Cyber Incident Victim: Instituto Nacional Electoral
Date:
Jul 2021
Location:
Mexico
Summary
The Instituto Nacional Electoral experienced multiple security incidents involving Mexico's voter database, with unauthorized exposures and breaches occurring over several years. A recent incident involved a forum listing offering 91 million voter records, following previous leaks including one by Movimiento Ciudadano that exposed 93.4 million records hosted improperly on Amazon AWS, resulting in substantial fines for negligence, and another by PRI affecting over 2 million Sinaloa voters hosted unlawfully on Digital Ocean. An additional exposure of 87.8 million records occurred via an unsecured MongoDB instance on OVH SAS, while the latest incident's origin remains unclear.
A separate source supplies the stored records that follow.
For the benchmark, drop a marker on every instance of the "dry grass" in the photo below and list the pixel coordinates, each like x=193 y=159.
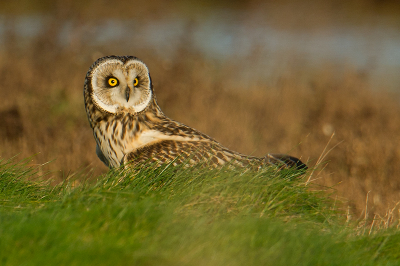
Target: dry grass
x=42 y=113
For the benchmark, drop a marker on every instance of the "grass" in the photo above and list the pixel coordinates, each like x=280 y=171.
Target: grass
x=180 y=216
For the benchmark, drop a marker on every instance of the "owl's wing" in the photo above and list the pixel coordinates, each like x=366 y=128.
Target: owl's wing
x=285 y=160
x=101 y=156
x=190 y=152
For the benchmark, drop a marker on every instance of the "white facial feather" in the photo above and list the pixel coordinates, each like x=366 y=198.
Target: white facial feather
x=114 y=99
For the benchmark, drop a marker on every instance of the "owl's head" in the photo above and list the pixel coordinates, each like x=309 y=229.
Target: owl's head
x=119 y=84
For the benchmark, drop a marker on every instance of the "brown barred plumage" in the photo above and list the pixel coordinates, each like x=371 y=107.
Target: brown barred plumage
x=130 y=128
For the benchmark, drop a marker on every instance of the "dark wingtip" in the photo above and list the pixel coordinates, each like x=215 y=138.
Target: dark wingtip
x=289 y=161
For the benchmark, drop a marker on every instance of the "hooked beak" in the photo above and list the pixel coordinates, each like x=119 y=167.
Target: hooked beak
x=127 y=93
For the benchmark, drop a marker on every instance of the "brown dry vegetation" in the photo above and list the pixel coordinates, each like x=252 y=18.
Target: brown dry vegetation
x=42 y=111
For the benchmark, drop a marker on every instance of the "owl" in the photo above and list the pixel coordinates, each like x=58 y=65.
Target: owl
x=130 y=128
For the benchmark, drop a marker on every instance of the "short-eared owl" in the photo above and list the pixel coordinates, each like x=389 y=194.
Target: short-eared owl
x=130 y=128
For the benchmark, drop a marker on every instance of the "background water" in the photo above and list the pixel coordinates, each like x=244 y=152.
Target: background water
x=222 y=34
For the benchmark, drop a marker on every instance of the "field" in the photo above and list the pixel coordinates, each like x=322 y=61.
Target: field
x=176 y=216
x=332 y=116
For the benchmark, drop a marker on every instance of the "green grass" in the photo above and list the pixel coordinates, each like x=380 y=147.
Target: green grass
x=180 y=216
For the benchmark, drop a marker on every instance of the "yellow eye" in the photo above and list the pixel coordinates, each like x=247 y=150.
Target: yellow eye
x=112 y=82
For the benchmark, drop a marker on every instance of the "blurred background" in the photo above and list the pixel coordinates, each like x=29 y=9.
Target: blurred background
x=316 y=79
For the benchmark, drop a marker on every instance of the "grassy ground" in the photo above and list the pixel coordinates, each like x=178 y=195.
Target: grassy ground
x=176 y=216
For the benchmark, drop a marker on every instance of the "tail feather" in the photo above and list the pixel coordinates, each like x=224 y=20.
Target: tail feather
x=286 y=161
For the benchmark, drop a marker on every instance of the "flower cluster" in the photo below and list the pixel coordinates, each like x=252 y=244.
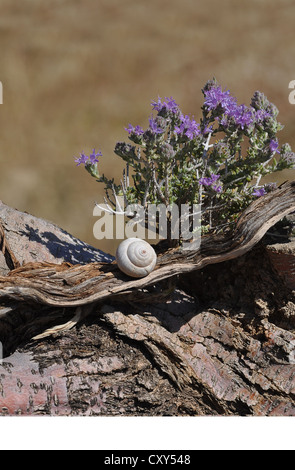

These repeated exposures stemmed from third-party mishandling of sensitive voter data, with some instances progressing from leaks to breaches when data was distributed or sold.
| CIA Posture | Motives | Tactics, Techniques & Procedures |
|---|---|---|
| Available to members | 1 motive | 1 technique |
| Threat Actors | Type | Location |
|---|---|---|
| 0 actors | Available to members | Available to members |
Description
The Instituto Nacional Electoral (INE) voter database experienced multiple security incidents between 2016 and 2021 involving unauthorized exposures and potential breaches. In 2016, cybersecurity researcher Chris Vickery identified two separate leaks of INE data. The first involved 93.4 million voter records belonging to political party Movimiento Ciudadano, which were exposed through an unsecured Amazon AWS storage instance. The dataset contained comprehensive personal information including names, addresses, birthdates, gender, and voter identification numbers. Movimiento Ciudadano initially attempted to falsely accuse Vickery of hacking their systems, but both Amazon and Vickery refuted these claims. The National Electoral Institute's complaint commission later fined Movimiento Ciudadano 34.1 million pesos (approximately $1.8 million USD) for negligence in securing the data.

A second 2016 leak exposed records of over 2 million voters from Sinaloa, traced to the Institutional Revolutionary Party (PRI). This dataset was similarly hosted insecurely on Digital Ocean infrastructure, violating Mexican data localization laws. In 2020, an unidentified whitehat researcher discovered another exposed MongoDB instance containing 87.8 million voter records hosted by OVH SAS. OVH notified their customer and secured the database, though the responsible party remained unknown. Around the same period, researchers observed attempted sales of Mexican voter data matching this exposure. The most recent documented incident occurred in July 2021 when a forum listing advertised the "entire" 2021 Mexican voter database containing 91 million records with 21 data fields per entry, including CURP national IDs, addresses, and voting precinct details. This prompted cybersecurity analysts to note it represented at least the fourth major exposure of INE data since 2016. The cumulative impact involved repeated exposures of sensitive voter information through third-party mishandling, with confirmed cases of data being offered for sale despite legal prohibitions on foreign hosting. INE received direct notification about the 2020 incident in 2021 but no organizational response or attribution details were publicly confirmed regarding the latest exposure.